We use Cartesian coordinate system, defining the coasting is the x-axis. The sea side is above x-axis, and the land side below. Given the position of each island in the sea, and given the distance of the coverage of the radar installation, your task is to write a program to find the minimal number of radar installations to cover all the islands. Note that the position of an island is represented by its x-y coordinates.

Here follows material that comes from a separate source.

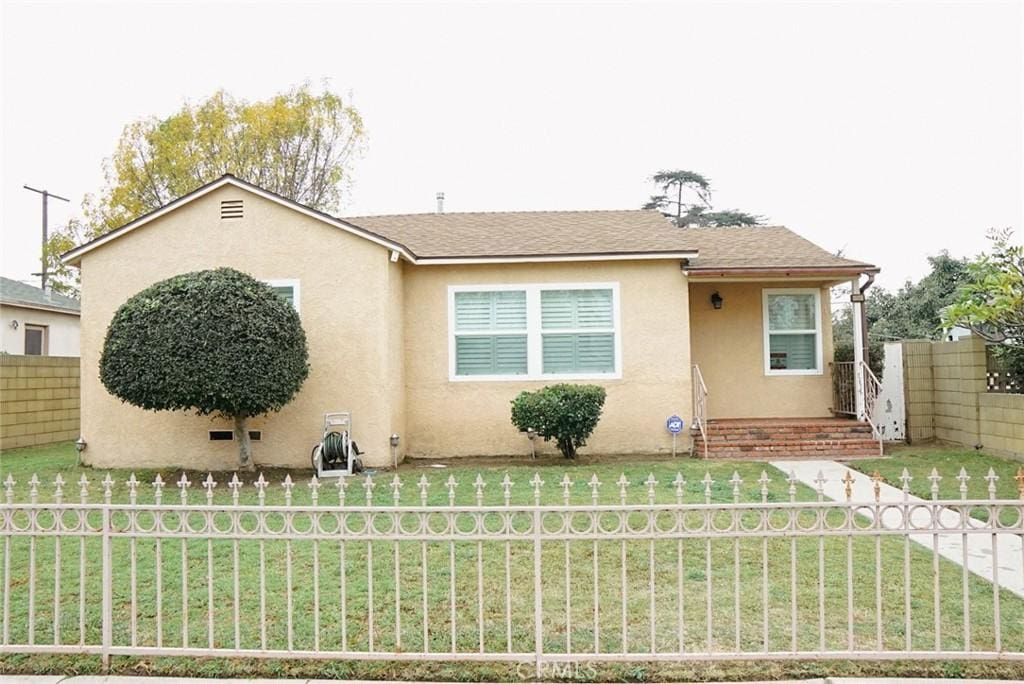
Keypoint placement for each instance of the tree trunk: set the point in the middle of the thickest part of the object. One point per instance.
(245, 446)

Figure A Sample Input of Radar Installations

Input
The input consists of several test cases. The first line of each case contains two integers n (1<=n<=1000) and d, where n is the number of islands in the sea and d is the distance of coverage of the radar installation. This is followed by n lines each containing two integers representing the coordinate of the position of each island. Then a blank line follows to separate the cases.

The input is terminated by a line containing pair of zeros
Output
For each test case output one line consisting of the test case number followed by the minimal number of radar installations needed. “-1” installation means no solution for that case.
Sample Input
3 2
1 2
-3 1
2 1

1 2
0 2

0 0
Sample Output
Case 1: 2
Case 2: 1

#include<cstdio>
#include<algorithm>
#include<iostream>
#include<cstring>
#include<cmath>
using namespace std;
#define ll long long int 
#define ull unsigned long long int 
#pragma warning(disable:4996)
#define pf printf
#define sf scanf
#define min(a,b) (a)>(b)?(a):(b);
double PI = acos(-1.0);


/*
以每个岛屿为圆心，d为半径画圆，与x轴产生两个交点，再将这些点按与x轴右交点从小到大排序
其后的点左交点再此有交点左边的可以被覆盖，之后再将这个点移到第一个不能被覆盖的点上，重复此过程。
*/
struct isl {
    double sta, end;
};


bool cmp(isl a, isl b) {
    return a.end < b.end;
}


int main(void) {
    isl is[1005];//之前开小了，注意题目是1000
    int n,d;
    int x, y;
    int p = 1;
    while (cin >> n >> d, n + d) {
        int maxy = 0;
        int ans = 1;
        for (int i = 0; i < n; i++) {
            cin >> x >> y;
            if (maxy < y)
                maxy = y;
            is[i].sta = x - sqrt(d*d - y * y);
            is[i].end = x + sqrt(d*d - y * y);

        }
        getchar();
        getchar();

        if (maxy > d) {//PE了很多次
            cout << "Case " << p++ << ": " << -1 << endl;
            continue;
        }

        sort(is, is + n, cmp);
        double vis = is[0].end;//从第一个有交点开始
        for (int j = 0; j < n; j++) {
            if (is[j].sta <= vis)  continue;//可以被覆盖

            else//不能被覆盖，移动vis到不能覆盖的第一个点
                ans++, vis = is[j].end;
        }

        pf("Case %d: %d\n", p++, ans);
    }
    return  0;
}